A Therapeutic siRNA Targeting Plasminogen Acts As a Long-Lasting Antifibrinolytic in Nonhuman Primates

To maintain hemostasis while preventing thrombosis, clot formation must be tightly regulated by the coagulation, anticoagulation, and fibrinolytic systems. Fibrinolysis, the proteolytic process that degrades and clears blood clots from the vasculature, becomes activated both during and after clot formation, opposing the growth of the fibrin clot and ultimately restoring blood flow through vessels. In conditions where coagulation is compromised, the balance between clot formation and degradation is disrupted. When coagulation is weaker, fibrinolysis is more active, and these combined pressures lead to impaired hemostasis. Antifibrinolytic drugs, such as tranexamic acid (TXA), are used on-demand to achieve hemostasis in diverse clinical scenarios, including heavy menstrual bleeding, prehospital trauma, surgical hemorrhage, and bleeding disorders. Suppressing fibrinolysis could also prevent or lessen the chronic recurring bleeding caused by bleeding disorders, but current small molecule antifibrinolytics are cleared too rapidly to maintain stable inhibition. We are investigating the use of small interfering RNA (siRNA) targeting the central fibrinolytic protein, plasminogen, as a long-lasting antifibrinolytic that can restore the balance between coagulation and fibrinolysis to achieve hemostasis in bleeding disorders.
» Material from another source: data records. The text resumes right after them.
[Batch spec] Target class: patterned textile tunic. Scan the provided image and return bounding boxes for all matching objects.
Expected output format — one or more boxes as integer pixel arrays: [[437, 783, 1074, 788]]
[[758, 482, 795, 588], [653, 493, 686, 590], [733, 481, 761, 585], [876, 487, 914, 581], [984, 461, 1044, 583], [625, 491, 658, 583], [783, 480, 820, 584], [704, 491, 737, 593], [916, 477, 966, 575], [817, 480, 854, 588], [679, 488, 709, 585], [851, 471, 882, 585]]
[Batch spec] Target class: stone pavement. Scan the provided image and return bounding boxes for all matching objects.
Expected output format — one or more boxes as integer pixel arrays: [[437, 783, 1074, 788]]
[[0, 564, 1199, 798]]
Previously, species-specific siRNA targeting plasminogen (siPLG) achieved fibrinolytic suppression in wild-type mice and dogs, performing as well as TXA, without causing any symptoms associated with plasminogen deficiency after months of knockdown. In hemophilia A mice, pre-treatment with siPLG reduced the severity of induced bleeds. In hemophilia A dogs, repeat dosing with siPLG over a 4-month period reduced the frequency of spontaneous bleeding episodes. In this work, we investigate the ability of a human compatible siPLG to knock down plasminogen and suppress fibrinolysis in nonhuman primates. Intravenous administration of siPLG contained in lipid nanoparticles achieved 70% knockdown of circulating plasminogen at doses as low as 0.1 mg siRNA / kg body weight. Knockdown lasted for weeks after administration, and thromboelastometry showed that clots had increased stability during this time. All doses tested (up to 0.3 mg/kg) were well tolerated, with no changes in complete blood count or markers of liver and kidney function. Animals were monitored for adverse effects or symptoms of plasminogen deficiency, and menses were tracked to evaluate the impact of siPLG on menstrual bleeding. TXA is often recommended for people experiencing heavy menstrual bleeding, and is effective irrespective of the underlying cause of bleeding because it restores the balance between coagulation and fibrinolysis. This siRNA strategy is predicted to be effective in the many indications where TXA is used, and has the potential to overcome many of the limitations of current prophylactics for bleeding disorders, such as frequent administration, thrombotic risk, and applicability to those with inhibitory antibodies.